Cemal Tunçdemir’in Haberi
“Başımızı derde sokan bilmediğimiz şeyler değil, bildiğimizden emin olduğumuzu sandığımız şeylerdir.’’ Mark Twain
Sosyal medyada hakkınızda yalan bilgiler, fotoğraflar yayıldı. Vakit kaybetmeden gerçekleri belgesiyle aynı kanaldan ortaya koydunuz. Ama bakıyorsunuz ki asılsız haberi savunanlar iddialarında daha da ısrarcı olmuş. Bakın neden!
Gezi Parkı olaylarında, sosyal medyada, işyerlerinde, komşularımızla tartışmalarda ve televizyonlarda defalarca şahit olduğumuz bir ‘gerçek’, ‘demokrasi’ hakkında şüpheleri de artırdı. O gerçek şu: Sahte bir fotoğraf ya da uydurma bir açıklamaya dayanarak bir iddiayı savunanlar, hakikat ortaya çıktıktan sonra düşüncesini gözden geçireceği yerde, daha da fanatikleşerek iddiasına bağlılığını şiddetlendirdi. Neden? Bu sorunun cevabı, bütün dünyada demokrasinin en büyük handikabı haline gelen ‘keskin kutuplaşmayı’ da açıklayan şeydir belki de.
Hepimiz makul ve adil bir tartışma ortamında muhataplarımıza fikrimizi kabul ettireceğimize inanırız. ‘‘İnsanlar bizim gibi düşünmüyorlar, çünkü bizi dinlemiyorlar. Bizi bir dinleseler, yanlış fikirlerini anında değiştirecekler’’ diye düşünürüz. Bu büyük yanılgının sebebi insanı ‘akıldan’ ve bu akla hitap eden ‘bilgiden’ ibaret görmek. Bütün modern sosyal teorilerin başarısızlığı, insan tabiatı ile ilgili bu ‘indirgenmiş’ bakış açısından kaynaklanıyor.
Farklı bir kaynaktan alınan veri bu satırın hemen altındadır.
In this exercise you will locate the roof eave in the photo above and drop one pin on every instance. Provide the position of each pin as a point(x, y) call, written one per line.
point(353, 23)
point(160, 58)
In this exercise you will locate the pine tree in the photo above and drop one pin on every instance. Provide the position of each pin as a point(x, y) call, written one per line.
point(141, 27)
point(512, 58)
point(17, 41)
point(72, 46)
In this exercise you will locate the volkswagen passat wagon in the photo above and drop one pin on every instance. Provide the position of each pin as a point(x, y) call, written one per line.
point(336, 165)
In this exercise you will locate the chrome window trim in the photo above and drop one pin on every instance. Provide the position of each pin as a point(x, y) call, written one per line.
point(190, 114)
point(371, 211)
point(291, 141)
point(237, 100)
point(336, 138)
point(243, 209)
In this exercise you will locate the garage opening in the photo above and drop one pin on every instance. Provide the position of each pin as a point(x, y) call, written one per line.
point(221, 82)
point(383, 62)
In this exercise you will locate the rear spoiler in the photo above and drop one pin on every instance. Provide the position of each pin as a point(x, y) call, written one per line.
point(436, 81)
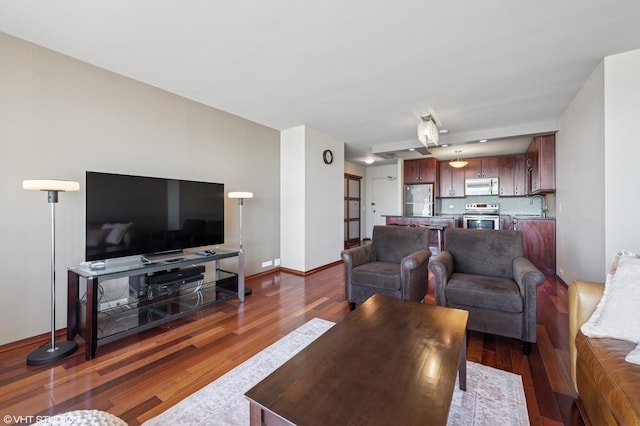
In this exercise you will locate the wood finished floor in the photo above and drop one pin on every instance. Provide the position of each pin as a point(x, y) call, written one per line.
point(141, 376)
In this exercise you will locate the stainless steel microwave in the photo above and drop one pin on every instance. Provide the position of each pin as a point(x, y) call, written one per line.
point(484, 186)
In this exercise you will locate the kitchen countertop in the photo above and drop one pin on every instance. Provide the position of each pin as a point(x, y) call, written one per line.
point(437, 216)
point(528, 217)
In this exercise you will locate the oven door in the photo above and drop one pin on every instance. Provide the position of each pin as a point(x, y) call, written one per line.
point(481, 222)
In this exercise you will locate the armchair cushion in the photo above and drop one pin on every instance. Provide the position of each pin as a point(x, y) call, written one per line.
point(485, 273)
point(496, 293)
point(377, 274)
point(481, 253)
point(394, 264)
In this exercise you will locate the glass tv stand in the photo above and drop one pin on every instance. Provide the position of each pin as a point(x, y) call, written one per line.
point(112, 299)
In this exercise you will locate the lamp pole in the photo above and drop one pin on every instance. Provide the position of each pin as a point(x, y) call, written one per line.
point(53, 351)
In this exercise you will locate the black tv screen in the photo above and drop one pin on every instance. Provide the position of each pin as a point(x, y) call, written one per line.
point(137, 215)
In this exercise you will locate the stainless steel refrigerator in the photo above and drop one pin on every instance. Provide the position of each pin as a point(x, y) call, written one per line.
point(418, 200)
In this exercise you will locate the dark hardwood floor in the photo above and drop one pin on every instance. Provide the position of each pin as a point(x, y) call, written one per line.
point(141, 376)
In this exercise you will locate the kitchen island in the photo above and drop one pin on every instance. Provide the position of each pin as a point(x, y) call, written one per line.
point(443, 221)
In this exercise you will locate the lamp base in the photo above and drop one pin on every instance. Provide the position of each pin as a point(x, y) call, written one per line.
point(44, 354)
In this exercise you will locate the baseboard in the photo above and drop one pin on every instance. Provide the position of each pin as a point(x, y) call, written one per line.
point(40, 338)
point(311, 271)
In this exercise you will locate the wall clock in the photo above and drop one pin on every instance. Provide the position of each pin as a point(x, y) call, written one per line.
point(327, 156)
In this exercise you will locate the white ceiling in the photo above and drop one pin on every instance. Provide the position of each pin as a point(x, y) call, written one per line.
point(360, 71)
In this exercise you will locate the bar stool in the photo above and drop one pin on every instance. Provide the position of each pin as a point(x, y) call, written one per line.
point(439, 229)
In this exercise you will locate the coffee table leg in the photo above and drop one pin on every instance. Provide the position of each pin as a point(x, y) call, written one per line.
point(462, 364)
point(255, 414)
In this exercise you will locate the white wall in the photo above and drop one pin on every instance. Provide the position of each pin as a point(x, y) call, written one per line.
point(312, 203)
point(597, 154)
point(60, 117)
point(358, 170)
point(580, 181)
point(622, 152)
point(387, 171)
point(292, 203)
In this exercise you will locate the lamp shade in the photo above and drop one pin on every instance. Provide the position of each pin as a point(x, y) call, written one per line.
point(428, 132)
point(457, 164)
point(50, 185)
point(240, 195)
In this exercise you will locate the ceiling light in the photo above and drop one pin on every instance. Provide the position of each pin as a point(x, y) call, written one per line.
point(428, 132)
point(458, 164)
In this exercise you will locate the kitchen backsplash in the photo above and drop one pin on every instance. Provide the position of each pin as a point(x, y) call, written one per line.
point(512, 206)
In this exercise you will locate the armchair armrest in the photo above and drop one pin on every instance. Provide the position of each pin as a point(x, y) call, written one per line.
point(583, 299)
point(414, 270)
point(442, 268)
point(527, 276)
point(354, 257)
point(357, 255)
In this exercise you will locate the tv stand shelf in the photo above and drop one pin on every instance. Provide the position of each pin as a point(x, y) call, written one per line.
point(154, 293)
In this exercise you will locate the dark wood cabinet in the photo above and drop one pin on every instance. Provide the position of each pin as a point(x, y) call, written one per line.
point(424, 170)
point(451, 181)
point(445, 222)
point(539, 241)
point(482, 168)
point(512, 176)
point(541, 165)
point(352, 220)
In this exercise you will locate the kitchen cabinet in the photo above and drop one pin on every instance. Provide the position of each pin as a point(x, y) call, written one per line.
point(512, 176)
point(482, 168)
point(539, 242)
point(424, 170)
point(451, 181)
point(541, 165)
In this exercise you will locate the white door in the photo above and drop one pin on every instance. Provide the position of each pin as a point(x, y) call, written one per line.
point(384, 201)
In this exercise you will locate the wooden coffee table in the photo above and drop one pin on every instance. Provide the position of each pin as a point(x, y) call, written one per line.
point(389, 362)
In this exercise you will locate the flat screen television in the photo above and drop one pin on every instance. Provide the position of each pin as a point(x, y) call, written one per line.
point(136, 215)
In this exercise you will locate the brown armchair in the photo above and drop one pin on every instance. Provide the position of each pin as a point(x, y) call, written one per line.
point(394, 264)
point(486, 273)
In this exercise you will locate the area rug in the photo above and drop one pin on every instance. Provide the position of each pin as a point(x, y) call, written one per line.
point(493, 397)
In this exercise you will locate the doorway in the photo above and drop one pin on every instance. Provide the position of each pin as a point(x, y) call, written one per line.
point(384, 195)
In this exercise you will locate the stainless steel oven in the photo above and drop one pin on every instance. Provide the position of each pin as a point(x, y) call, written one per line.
point(481, 221)
point(481, 216)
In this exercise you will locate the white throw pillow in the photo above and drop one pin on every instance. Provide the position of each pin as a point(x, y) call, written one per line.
point(618, 312)
point(634, 356)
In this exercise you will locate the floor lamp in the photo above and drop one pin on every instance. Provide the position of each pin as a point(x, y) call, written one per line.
point(52, 351)
point(240, 196)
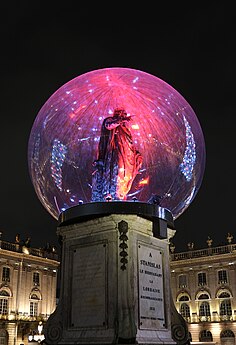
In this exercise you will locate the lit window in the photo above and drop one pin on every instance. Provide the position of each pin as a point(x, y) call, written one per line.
point(185, 311)
point(36, 278)
point(225, 308)
point(33, 308)
point(204, 309)
point(203, 296)
point(182, 281)
point(205, 335)
point(184, 298)
point(6, 274)
point(201, 278)
point(4, 302)
point(34, 304)
point(222, 277)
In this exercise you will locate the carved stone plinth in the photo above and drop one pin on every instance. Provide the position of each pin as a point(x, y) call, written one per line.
point(115, 282)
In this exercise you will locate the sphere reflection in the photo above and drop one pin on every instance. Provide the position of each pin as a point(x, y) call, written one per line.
point(80, 150)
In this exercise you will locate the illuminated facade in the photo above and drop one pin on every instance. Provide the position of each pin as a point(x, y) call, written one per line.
point(204, 290)
point(27, 291)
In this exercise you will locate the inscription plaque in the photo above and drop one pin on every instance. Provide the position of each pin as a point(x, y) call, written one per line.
point(88, 306)
point(151, 297)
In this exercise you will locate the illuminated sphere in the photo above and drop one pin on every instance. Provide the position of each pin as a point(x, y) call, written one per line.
point(64, 139)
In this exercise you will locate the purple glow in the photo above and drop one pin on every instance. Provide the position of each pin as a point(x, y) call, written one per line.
point(64, 139)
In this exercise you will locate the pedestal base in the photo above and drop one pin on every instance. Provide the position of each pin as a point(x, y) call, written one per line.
point(115, 286)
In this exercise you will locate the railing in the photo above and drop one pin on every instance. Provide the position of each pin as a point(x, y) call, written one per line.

Tartışılan politikaların çoğu rakamsal ya da kemmiyete dökülebilen rasyonel verilere bina ediliyor.
Son zamanlarda yapılan bazı bilimsel çalışmalar, demokraside ‘bilginin’ gücüne inananların canını sıkacak türden sonuçlar ortaya koyuyor. O araştırmalara göre: Veriler/bilgiler, siyasi görüşümüzü fikrimizi değiştirmeye yetecek güce sanıldığı kadar sahip değil. Hatta, kanaatimizin yanlış olduğunu ortaya çıkaran bilgilerle yüzleştiğimizde, fikrimizi değiştireceğimize, ona iyice sarılıyoruz.
Michigan Üniversitesinden Brendan Nyhan başkanlığında bir araştırma grubunun yaptığı çalışma da bunlardan biri. “When Corrections Fail: The Persistence of Political Misperceptions (Tashihlerin başarısız olduğu zaman: Politik yanlış algılamalardaki süreklilik)” başlıklı araştırma raporu, ‘‘Journal of Political Behavior’’ adlı bilimsel yayının 2010 yılı Haziran sayısında yayımlandı.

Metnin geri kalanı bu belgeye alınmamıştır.